Hôtel d'Aiguines ou Eguines
Au cœur du vieil Aix, l'hôtel d'Aiguines déploie l'élégance sobre du baroque provençal du XVIIIe siècle : façade en pierre de taille, portail sculpté et cour intérieure à galeries constituent un témoignage exceptionnel de l'aristocratie aixoise.
Histoire
Niché dans le lacis des ruelles du centre historique d'Aix-en-Provence, l'hôtel d'Aiguines — parfois orthographié Eguines — représente l'un des plus beaux exemples de l'architecture civile aristocratique telle qu'elle s'épanouit dans la capitale de la Provence au XVIIIe siècle. Aix comptait alors parmi les villes les plus riches et les plus cultivées du royaume, dotée d'un Parlement, d'une université et d'une noblesse de robe soucieuse d'afficher sa réussite dans la pierre. Ce qui rend l'hôtel particulier d'Aiguines singulier, c'est la parfaite synthèse qu'il opère entre la rigueur classique française et la sensualité décorative propre à la Provence. Contrairement aux hôtels parisiens qui privilégient la monumentalité, les grandes demeures aixoises jouent sur un équilibre plus intime : la façade sur rue, volontairement discrète, dissimule une composition intérieure d'une grande sophistication, ordonnée autour d'une cour que bordent des arcades en plein cintre.
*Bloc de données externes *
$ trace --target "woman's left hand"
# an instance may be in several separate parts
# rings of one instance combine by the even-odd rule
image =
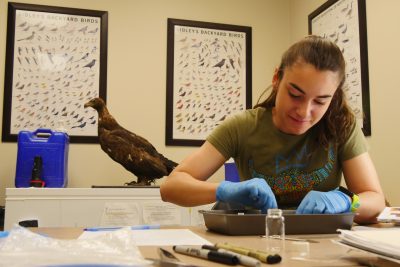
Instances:
[[[336,214],[349,212],[350,208],[350,197],[339,190],[310,191],[301,201],[296,214]]]

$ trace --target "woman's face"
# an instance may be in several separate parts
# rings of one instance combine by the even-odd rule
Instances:
[[[284,69],[282,80],[277,72],[272,85],[277,91],[272,118],[275,126],[287,134],[300,135],[324,116],[339,86],[333,71],[319,71],[298,62]]]

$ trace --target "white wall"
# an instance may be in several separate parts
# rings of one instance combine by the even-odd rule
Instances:
[[[16,1],[18,2],[18,1]],[[253,102],[266,88],[289,45],[289,0],[24,0],[23,3],[106,10],[108,24],[107,102],[125,128],[145,137],[179,162],[193,147],[166,147],[167,18],[252,27]],[[0,0],[0,88],[4,85],[7,1]],[[3,90],[0,90],[0,101]],[[1,105],[2,106],[2,105]],[[2,117],[2,108],[0,117]],[[136,179],[98,144],[71,144],[69,187],[122,185]],[[0,143],[0,205],[14,186],[17,145]],[[219,171],[213,179],[223,177]]]

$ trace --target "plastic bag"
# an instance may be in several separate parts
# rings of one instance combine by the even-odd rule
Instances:
[[[148,266],[133,240],[122,228],[93,239],[55,239],[15,226],[0,242],[0,266]]]

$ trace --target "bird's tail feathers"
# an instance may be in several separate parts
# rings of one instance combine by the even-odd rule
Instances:
[[[164,157],[164,155],[161,156]],[[165,159],[165,167],[167,167],[168,174],[170,174],[172,170],[175,169],[176,166],[178,166],[178,163],[170,159],[167,159],[166,157],[164,157],[164,159]]]

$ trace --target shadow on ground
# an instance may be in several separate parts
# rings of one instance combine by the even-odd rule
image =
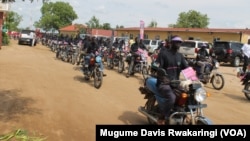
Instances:
[[[22,97],[21,90],[0,90],[0,120],[18,120],[23,115],[41,114],[41,109],[32,108],[35,100]]]

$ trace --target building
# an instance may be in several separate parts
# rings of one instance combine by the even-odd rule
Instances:
[[[140,37],[140,27],[116,29],[117,36]],[[144,39],[169,39],[173,35],[179,35],[182,39],[204,40],[233,40],[247,43],[250,38],[250,29],[219,29],[219,28],[144,28]]]
[[[79,25],[79,24],[69,25],[69,26],[60,28],[59,32],[60,34],[69,35],[69,36],[71,35],[74,36],[74,35],[77,35],[78,33],[86,33],[95,37],[111,37],[111,36],[117,35],[116,31],[114,30],[91,29],[91,28],[88,28],[86,25]]]

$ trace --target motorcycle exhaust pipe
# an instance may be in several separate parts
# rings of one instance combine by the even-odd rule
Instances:
[[[245,90],[245,89],[243,89],[243,90],[242,90],[242,92],[243,92],[243,93],[250,94],[250,91],[249,91],[249,90]]]
[[[148,114],[144,107],[140,106],[138,108],[138,111],[141,112],[142,114],[144,114],[146,117],[150,118],[152,121],[157,122],[157,118],[155,118],[154,116]]]

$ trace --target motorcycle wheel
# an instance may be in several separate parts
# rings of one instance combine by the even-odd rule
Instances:
[[[145,104],[145,109],[150,115],[154,117],[158,117],[159,107],[158,107],[155,97],[151,97],[147,100],[147,103]],[[147,117],[147,120],[148,120],[148,123],[151,125],[157,124],[155,121],[153,121],[149,117]]]
[[[103,72],[99,70],[94,70],[94,86],[99,89],[102,86]]]
[[[142,76],[143,76],[143,79],[145,80],[148,76],[148,68],[146,66],[143,66],[142,67]]]
[[[246,83],[244,90],[250,91],[250,83]],[[250,100],[250,93],[244,93],[247,100]]]
[[[224,87],[225,80],[222,75],[213,75],[211,78],[212,86],[215,90],[221,90]]]
[[[124,61],[118,62],[118,72],[122,73],[124,71]]]

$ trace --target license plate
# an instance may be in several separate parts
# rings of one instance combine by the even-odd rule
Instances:
[[[195,108],[206,108],[207,104],[199,104],[199,105],[188,105],[190,109],[195,109]]]

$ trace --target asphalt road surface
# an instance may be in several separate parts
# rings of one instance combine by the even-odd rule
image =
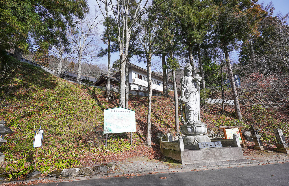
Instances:
[[[160,177],[166,177],[162,179]],[[35,185],[289,185],[289,163],[214,170],[142,175],[141,176],[91,179]]]

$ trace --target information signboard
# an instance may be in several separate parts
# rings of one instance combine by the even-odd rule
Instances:
[[[135,132],[136,113],[122,107],[104,110],[103,134]]]
[[[238,128],[225,129],[225,130],[226,130],[226,133],[227,135],[227,139],[232,139],[233,138],[233,134],[237,134],[237,137],[239,138],[239,141],[240,142],[242,142],[242,138],[241,138]]]
[[[34,140],[33,140],[33,147],[34,148],[40,147],[42,145],[43,132],[43,130],[42,129],[35,131]]]

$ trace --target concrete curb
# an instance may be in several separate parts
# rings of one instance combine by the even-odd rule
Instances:
[[[212,165],[207,166],[199,166],[197,167],[190,167],[187,168],[166,169],[155,169],[154,170],[143,170],[140,172],[133,172],[128,174],[127,173],[123,172],[111,172],[107,174],[86,174],[75,176],[67,176],[62,177],[59,178],[57,178],[53,177],[44,177],[39,178],[34,178],[33,179],[28,179],[17,180],[14,181],[0,181],[0,184],[2,183],[21,183],[24,182],[29,182],[36,180],[46,179],[48,180],[52,180],[54,181],[69,181],[72,180],[81,180],[83,179],[87,179],[90,178],[98,179],[105,177],[112,177],[114,176],[121,176],[123,175],[125,176],[127,174],[148,174],[153,173],[160,173],[166,172],[181,172],[183,171],[193,171],[196,170],[216,170],[220,168],[231,168],[234,167],[238,167],[243,166],[255,166],[264,164],[273,164],[277,163],[281,163],[289,162],[289,159],[281,159],[276,161],[259,161],[258,162],[254,162],[249,163],[236,163],[232,164],[226,165]]]

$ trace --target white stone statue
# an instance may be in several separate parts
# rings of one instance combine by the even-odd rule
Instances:
[[[192,77],[192,69],[190,63],[185,68],[185,76],[181,79],[181,95],[180,105],[181,122],[181,132],[186,135],[184,144],[196,145],[197,143],[211,141],[208,136],[203,135],[207,132],[207,124],[201,121],[200,115],[201,99],[200,83],[202,78],[197,75]],[[185,119],[183,114],[182,104],[185,106]]]
[[[202,122],[200,116],[200,83],[202,78],[197,74],[193,78],[192,71],[190,64],[187,63],[185,76],[181,78],[181,101],[185,104],[186,123],[189,124]]]

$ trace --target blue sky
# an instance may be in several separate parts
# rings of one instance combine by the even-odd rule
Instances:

Les détails sculptés — agrafes feuillagées, balcons à balustres de fer forgé, encadrements de fenêtres finement bossagés — révèlent le savoir-faire des tailleurs de pierre locaux, formés à une tradition qui remonte à la grande période des chantiers du roi René. La visite de l'hôtel d'Aiguines, même depuis la rue, offre une véritable leçon d'architecture provençale. Le portail d'entrée, dont les vantaux ouvragés laissent parfois entrevoir la cour intérieure, constitue à lui seul un objet d'étude passionnant pour tout amateur de sculpture ornementale du Siècle des Lumières. La lumière du midi, cet or liquide si caractéristique du pays d'Aix, caresse le calcaire clair de la façade et en fait ressortir chaque relief avec une précision quasi picturale. Le contexte urbain est lui-même exceptionnel : l'hôtel s'inscrit dans un quartier où se concentrent plusieurs dizaines de demeures nobiliaires des XVIIe et XVIIIe siècles, formant un ensemble sans équivalent dans le Midi. Se promener de portail en portail constitue une expérience unique, une déambulation à travers trois siècles d'art de vivre aristocratique. L'hôtel d'Aiguines, protégé à la fois au titre des Monuments Historiques inscrits et classés, est ainsi l'un des jalons incontournables de ce parcours architectural hors norme.
Architecture
L'hôtel d'Aiguines s'articule selon le plan canonique de l'hôtel particulier provençal du XVIIIe siècle : un corps de logis principal précédé d'une cour d'honneur, ouverte sur la rue par un portail monumental et flanquée d'ailes en retour. La façade extérieure, élevée en beau calcaire de Bibémus ou de Saint-Marc — la pierre blonde caractéristique des grandes constructions aixoises —, est ordonnancée en travées régulières rythmées par des pilastres ou des refends légers. Les ouvertures à encadrements moulurés, surmontées d'agrafes sculptées à motifs floraux ou de mascarons, illustrent le goût provençal pour un décor abondant mais jamais surchargé. Le portail d'entrée constitue l'élément le plus spectaculaire de la composition extérieure. Selon la pratique locale, il est traité en plein cintre ou en arc surbaissé, encadré de pilastres à chapiteaux ioniques ou corinthiens, et couronné d'un fronton brisé ou d'un entablement à denticules portant les armes de la famille. Les vantaux en bois sculpté, dont le décor géométrique ou feuillagé était souvent rehaussé de ferronnerie ouvragée, participent à cet effet de seuil solennel si caractéristique de l'architecture civile aixoise. À l'intérieur, la distribution suit l'organisation classique du piano nobile : un escalier d'honneur à rampe en fer forgé, droit ou en équerre, dessert les appartements de réception du premier étage, organisés en enfilades. Les plafonds stuqués à caissons ou à compartiments peints, les sols en tomettes provençales ou en carreaux de faïence, et les cheminées en marbre de Sainte-Beaume complètent un intérieur dont la sophistication égale celle de la façade. La cour intérieure, avec ses galeries à arcades portées sur des colonnes à chapiteaux toscans, ménage un espace de fraîcheur et d'intimité typiquement méditerranéen.